I installed Plex media server next and tested it for a few days. It is based on XBMC and has a similar library and indexing feature including posters, fan art and synopses of movies and series. The problem was that it used 65% of my RAM when it was loaded. The library index updates also took very long and sometimes failed completely. I did a bit of research and the problem appears to be with Python on Windows. A few people also mentioned that Plex worked very well on Linux but I was not about to implement a dual boot or virtual machine solution just to stream media to my TV. Another problem with Plex was that it needed a specific folder structure and file naming convention in order to index correctly. All my folders and files worked perfectly well in XBMC so I was not about to re-edit everything for the sake of Plex. It was with some reluctance that I uninstalled Plex and moved on to the next one.
I was starting to get a bit impatient because I wanted to play with my 40” screen rather than spend all my spare time Googling so I quickly moved on to Serviio. It has a free and pro version but it did not work at all. I then installed Media Monkey, which worked but had an overly complicated library interface that I did not have the time or patience to configure. This was followed in close succession by Orb which also did not work despite installing successfully.

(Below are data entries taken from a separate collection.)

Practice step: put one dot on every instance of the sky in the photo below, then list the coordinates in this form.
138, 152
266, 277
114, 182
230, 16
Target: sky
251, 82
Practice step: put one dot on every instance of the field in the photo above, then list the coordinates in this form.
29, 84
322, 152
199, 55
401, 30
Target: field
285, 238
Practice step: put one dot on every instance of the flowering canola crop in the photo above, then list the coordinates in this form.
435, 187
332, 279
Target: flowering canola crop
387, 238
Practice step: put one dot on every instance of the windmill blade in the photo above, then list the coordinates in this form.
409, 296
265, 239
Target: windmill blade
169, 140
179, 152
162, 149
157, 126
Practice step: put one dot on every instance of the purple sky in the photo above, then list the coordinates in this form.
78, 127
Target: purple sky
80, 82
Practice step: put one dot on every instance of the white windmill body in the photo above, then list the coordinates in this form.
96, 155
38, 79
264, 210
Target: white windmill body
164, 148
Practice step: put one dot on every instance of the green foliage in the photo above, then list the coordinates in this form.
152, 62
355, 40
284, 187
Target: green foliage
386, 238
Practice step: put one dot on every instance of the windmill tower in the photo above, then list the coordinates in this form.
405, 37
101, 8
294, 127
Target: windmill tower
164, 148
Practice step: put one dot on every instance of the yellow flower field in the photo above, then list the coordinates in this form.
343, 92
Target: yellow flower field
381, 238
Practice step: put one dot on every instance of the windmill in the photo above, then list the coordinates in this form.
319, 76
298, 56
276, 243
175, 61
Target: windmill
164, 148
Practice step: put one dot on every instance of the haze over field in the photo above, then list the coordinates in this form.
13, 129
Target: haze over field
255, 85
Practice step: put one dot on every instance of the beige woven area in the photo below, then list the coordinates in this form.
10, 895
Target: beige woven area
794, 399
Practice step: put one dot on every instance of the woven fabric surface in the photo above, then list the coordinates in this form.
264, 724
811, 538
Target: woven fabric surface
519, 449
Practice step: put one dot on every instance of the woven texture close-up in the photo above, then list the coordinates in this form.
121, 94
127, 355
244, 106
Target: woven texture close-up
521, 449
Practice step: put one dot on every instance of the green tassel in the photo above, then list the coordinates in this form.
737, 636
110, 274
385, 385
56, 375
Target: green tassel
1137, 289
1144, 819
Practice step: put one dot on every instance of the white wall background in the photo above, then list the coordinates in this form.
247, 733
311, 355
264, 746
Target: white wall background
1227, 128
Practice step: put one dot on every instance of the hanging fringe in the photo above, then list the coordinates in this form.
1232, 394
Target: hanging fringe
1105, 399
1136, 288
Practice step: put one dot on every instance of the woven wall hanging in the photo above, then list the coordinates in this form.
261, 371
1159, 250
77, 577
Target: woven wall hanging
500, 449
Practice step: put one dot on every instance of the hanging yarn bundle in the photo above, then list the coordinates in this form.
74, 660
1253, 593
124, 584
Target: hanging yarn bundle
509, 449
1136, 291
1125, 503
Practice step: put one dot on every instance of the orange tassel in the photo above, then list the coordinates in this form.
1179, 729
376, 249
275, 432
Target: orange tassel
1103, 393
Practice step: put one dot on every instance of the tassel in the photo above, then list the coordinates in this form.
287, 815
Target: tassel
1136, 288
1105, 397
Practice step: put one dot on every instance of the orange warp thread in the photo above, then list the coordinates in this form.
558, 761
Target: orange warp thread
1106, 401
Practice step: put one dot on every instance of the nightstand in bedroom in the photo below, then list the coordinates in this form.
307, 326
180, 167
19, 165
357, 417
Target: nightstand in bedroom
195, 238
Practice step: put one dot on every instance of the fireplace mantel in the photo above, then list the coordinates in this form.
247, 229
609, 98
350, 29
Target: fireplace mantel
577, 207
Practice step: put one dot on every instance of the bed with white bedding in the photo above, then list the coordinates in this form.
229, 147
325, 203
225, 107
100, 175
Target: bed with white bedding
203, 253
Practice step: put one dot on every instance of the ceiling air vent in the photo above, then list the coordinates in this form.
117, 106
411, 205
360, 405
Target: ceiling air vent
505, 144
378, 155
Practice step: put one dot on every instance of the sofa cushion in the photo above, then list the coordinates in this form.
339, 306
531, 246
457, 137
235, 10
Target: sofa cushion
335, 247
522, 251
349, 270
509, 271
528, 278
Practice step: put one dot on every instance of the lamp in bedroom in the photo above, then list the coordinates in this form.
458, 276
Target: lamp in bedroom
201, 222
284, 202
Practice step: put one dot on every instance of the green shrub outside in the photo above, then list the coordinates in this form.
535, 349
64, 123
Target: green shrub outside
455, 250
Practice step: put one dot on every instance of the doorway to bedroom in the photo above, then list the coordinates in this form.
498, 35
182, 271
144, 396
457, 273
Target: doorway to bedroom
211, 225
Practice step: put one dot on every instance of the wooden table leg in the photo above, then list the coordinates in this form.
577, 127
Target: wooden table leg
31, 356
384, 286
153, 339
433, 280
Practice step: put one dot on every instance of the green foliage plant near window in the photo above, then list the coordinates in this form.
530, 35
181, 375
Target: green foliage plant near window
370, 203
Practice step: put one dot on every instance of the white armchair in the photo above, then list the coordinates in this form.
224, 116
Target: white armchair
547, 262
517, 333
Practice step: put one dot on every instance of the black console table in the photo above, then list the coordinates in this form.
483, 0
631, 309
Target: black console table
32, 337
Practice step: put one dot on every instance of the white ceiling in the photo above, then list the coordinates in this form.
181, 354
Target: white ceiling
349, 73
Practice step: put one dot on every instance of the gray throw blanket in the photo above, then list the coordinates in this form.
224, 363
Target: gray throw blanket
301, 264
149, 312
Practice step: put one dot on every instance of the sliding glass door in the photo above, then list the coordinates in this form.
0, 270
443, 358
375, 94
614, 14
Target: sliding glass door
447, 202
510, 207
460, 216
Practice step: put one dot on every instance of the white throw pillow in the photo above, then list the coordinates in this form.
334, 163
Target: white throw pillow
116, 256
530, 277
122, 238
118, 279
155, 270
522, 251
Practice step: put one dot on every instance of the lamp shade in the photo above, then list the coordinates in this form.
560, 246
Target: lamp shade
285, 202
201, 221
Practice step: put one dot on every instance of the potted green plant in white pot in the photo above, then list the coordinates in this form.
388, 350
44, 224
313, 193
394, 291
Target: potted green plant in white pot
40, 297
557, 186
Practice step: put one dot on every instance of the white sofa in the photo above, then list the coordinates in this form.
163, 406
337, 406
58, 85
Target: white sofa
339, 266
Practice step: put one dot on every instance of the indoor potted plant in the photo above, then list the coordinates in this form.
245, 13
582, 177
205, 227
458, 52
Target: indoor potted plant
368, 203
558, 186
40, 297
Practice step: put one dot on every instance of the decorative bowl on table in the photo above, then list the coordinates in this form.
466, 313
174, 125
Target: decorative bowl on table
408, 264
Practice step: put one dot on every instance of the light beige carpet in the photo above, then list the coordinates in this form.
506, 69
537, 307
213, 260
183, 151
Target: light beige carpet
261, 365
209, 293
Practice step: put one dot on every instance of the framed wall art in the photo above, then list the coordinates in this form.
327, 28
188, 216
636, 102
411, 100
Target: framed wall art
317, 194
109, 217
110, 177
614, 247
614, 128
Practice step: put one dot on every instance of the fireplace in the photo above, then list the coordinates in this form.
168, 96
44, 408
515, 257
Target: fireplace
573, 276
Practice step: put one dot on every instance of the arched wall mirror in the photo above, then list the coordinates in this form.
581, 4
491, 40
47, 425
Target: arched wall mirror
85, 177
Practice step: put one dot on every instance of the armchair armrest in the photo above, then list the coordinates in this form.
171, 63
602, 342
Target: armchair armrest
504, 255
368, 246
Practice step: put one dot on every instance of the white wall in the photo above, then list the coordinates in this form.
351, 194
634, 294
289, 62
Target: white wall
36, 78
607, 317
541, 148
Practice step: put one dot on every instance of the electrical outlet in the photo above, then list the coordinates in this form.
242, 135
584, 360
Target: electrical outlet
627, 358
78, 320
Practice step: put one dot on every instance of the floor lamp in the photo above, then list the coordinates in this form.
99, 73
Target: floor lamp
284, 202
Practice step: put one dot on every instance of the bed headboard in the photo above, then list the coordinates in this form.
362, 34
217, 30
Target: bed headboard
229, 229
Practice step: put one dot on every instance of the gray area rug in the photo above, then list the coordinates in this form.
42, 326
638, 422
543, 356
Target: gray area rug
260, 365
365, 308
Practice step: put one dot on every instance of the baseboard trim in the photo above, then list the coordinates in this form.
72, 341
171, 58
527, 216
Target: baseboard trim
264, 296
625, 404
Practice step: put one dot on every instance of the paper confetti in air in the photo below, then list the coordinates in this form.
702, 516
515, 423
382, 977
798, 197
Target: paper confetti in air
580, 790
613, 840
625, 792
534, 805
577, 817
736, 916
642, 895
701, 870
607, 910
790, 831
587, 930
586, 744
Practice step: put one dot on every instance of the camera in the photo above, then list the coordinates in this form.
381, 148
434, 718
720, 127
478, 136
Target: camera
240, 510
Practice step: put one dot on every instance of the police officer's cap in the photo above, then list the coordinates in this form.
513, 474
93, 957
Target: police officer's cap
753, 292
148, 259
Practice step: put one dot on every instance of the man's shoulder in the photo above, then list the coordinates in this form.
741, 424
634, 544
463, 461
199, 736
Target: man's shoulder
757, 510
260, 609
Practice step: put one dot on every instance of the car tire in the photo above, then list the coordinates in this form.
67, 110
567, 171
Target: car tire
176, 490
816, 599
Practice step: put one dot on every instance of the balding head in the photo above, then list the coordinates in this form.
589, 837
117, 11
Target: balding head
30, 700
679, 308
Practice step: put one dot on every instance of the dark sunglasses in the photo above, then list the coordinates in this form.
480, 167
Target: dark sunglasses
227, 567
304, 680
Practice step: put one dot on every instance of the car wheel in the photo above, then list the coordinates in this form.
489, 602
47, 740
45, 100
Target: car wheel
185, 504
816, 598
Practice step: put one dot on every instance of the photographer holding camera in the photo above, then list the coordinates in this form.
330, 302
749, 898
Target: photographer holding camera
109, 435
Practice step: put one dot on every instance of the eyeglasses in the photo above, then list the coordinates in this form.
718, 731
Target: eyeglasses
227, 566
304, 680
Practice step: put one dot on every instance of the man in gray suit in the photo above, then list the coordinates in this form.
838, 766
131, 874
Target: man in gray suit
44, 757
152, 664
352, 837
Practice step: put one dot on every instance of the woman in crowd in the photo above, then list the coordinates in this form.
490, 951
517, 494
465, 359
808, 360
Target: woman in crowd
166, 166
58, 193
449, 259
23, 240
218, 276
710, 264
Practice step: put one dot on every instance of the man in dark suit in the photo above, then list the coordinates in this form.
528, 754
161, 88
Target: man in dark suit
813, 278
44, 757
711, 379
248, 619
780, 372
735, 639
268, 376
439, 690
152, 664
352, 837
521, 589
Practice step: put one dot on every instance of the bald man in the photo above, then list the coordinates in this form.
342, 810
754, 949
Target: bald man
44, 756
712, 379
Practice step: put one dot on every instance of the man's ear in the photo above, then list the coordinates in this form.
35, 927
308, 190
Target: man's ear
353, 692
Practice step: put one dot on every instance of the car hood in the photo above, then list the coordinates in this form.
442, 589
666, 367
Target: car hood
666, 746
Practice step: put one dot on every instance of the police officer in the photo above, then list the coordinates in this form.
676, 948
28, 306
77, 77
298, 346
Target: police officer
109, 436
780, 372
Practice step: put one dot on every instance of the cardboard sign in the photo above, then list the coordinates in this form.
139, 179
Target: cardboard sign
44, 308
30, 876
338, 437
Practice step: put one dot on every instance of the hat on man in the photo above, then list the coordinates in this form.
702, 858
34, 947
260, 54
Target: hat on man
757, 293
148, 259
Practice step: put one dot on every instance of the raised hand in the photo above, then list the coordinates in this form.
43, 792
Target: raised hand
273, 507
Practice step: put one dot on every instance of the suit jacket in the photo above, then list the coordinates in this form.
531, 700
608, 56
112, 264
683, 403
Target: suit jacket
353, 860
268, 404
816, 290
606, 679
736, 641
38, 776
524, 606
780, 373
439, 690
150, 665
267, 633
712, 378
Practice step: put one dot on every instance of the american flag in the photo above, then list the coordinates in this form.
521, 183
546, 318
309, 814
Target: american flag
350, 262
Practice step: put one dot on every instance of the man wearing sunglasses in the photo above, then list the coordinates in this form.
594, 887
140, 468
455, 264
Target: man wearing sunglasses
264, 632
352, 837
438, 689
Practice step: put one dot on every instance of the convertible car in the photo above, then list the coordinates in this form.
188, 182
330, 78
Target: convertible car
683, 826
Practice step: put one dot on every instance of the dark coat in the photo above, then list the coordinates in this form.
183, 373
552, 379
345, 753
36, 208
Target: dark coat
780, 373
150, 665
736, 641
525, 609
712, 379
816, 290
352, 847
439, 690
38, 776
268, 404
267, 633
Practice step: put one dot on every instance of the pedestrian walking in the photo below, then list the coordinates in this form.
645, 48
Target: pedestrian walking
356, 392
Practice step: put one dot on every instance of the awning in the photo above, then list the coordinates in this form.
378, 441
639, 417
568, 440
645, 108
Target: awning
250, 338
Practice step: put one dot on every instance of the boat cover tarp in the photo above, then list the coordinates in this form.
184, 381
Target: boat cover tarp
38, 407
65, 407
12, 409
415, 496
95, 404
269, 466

TVMOBiLi and Nero MediaHome were my last two unsuccessful candidates. TVMobili advertises itself as a free application but if you read the fine print, your data streaming is capped after your initial 30 day trial period expires. Nero MediaHome allowed me to see all the shared files and folders but any file that I tried to play generated an ‘invalid file format error’. This lead me full circle and back to Samsung AllShare. I re-installed the application and then spent a few minutes in order to learn the idiosyncrasies of the software. After I correctly configured my shared folders, I was able to play all the media on my PC. An added bonus was the fact that each file had a thumbnail view as opposed to the generic media icons of all the other media servers that I had tested.
After all my testing I have concluded that there is a wide variety of server applications to choose from and if you are prepared to pay for a retail version, then the list is a bit longer. As with most things, it is best to try before you buy and check which solution best suits your needs. AllShare is a basic solution but shares my media without any problems. It is also an interim measure until I decide to build a dedicated XBMC or Raspbmc media server. A smart TV might provide you with a slightly more feature rich media player experience, but I think think that a dedicated media server is a far more versatile investment.